Jamque dies, ni fallor, adest, quem semper acerbum,
Semper honoratum (sic Di voluistis) habebo
etc.


Mi piace però nel Sanazzaro udir a dire ad Ergasto, ch’egli stima che non senza volontà degli Dii la fortuna aveva guidato lui ed i suoi compagni al luogo, dove potevano onorare le ceneri di Massilia nel giorno appunto che da un anno ella era morta. Non v’ha dubbio, che le genti semplici, come i pastori sono, tutto credono giustamente accadere per volontà celeste; ma particolarmente quello che ha una chiara idea di bene, siccome l’opportuna occasione d’onorare le reliquie della propria virtuosissima madre. Al contrario mi disgusta in Virgilio quella spezie di dubbio, ch’Enea esprime colle parole ni fallor sul preciso giorno della morte di suo padre. Enea che ci viene sempre offerto col carattere di uomo grande sì, ma insieme pio e buono, e che avendo assaissimo amato il padre suo fu preso da acerbissimo dolore per la morte di lui, secondo ciò ch’egli stesso ne dice, come mai non dovea di tal giorno conservare un’infelice memoria?

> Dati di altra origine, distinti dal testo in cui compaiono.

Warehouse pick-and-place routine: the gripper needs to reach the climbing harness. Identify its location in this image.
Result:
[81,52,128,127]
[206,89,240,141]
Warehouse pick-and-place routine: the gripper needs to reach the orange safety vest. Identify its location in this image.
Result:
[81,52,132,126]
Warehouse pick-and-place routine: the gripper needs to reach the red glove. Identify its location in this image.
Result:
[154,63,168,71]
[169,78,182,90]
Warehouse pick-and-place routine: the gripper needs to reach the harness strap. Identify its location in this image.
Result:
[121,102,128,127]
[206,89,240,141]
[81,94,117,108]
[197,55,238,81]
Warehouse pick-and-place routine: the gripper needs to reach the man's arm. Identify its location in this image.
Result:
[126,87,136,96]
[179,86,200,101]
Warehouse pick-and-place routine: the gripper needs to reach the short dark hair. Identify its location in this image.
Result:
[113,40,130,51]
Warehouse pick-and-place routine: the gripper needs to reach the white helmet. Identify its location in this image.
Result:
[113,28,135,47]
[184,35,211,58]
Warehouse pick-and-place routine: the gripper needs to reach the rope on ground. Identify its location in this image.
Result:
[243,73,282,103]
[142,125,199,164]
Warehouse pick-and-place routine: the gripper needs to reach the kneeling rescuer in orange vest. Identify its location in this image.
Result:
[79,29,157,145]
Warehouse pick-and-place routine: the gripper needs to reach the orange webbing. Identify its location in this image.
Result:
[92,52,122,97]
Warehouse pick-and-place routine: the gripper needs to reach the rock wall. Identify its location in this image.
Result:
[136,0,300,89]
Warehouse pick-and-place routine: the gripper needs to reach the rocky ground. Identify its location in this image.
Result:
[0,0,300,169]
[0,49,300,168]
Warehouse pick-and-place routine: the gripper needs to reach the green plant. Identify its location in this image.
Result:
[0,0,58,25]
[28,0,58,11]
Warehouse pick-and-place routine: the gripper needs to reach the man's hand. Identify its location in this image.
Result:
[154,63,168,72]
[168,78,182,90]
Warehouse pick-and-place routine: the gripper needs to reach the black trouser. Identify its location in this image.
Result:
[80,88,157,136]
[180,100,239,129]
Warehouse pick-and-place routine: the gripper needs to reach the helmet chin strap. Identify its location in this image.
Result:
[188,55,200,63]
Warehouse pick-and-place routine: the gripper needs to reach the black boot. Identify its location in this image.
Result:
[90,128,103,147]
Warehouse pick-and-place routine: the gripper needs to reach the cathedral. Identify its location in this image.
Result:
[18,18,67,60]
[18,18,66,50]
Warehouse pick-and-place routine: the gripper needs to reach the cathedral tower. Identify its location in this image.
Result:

Le ossa della vostra Massilia. Il Massarengo, quantunque poco giudizioso, e nojosissimo sia nelle sue Annotazioni, fa qui un’acconcia riflessione. Grande artificio, egli scrive, contiene quella parola vostra detta da Ergasto, che sebbene Massilia sia sua madre, pure gli piace chiamarla degli ascoltanti pastori, per disporli più facilmente, come ad onorar cosa loro propria; quasi dicesse: vostra fu, perchè vi amava; vostra, perchè vi onorava, vi consigliava, vi faceva beneficj. Lo stesso Massarengo sospetta, che ’l Sanazzaro sotto persona di Ergasto intenda per Massilia la propria sua madre. Se il Massarengo non avesse ignorato, com’egli medesimo confessa, che il nome della madre del nostro Autore fu Masella, da Tomasella, diminutivo napoletano di Tomassa, si sarebbe vie maggiormente confermato nel suo sospetto. E quando così si voglia credere, non è fuor di ragione il sospettare parimenti, che come qui onora la memoria della madre, così colla canzone cantata pur da Ergasto nell’Egloga Quinta sopra la sepoltura di Androgeo, abbia voluto onorare quella del padre.

Chiamando tutti ad alta voce la divina anima ec. Virgilio nel Lib. v. dell’En.:


Vinaque fundebat pateris, animamque vocabat
Anchisae magni, Manesque Acheronte remissos.
Necnon et socii, quae cuique est copia, laeti
Dona ferunt oncrantque aras, mactantque juvencos.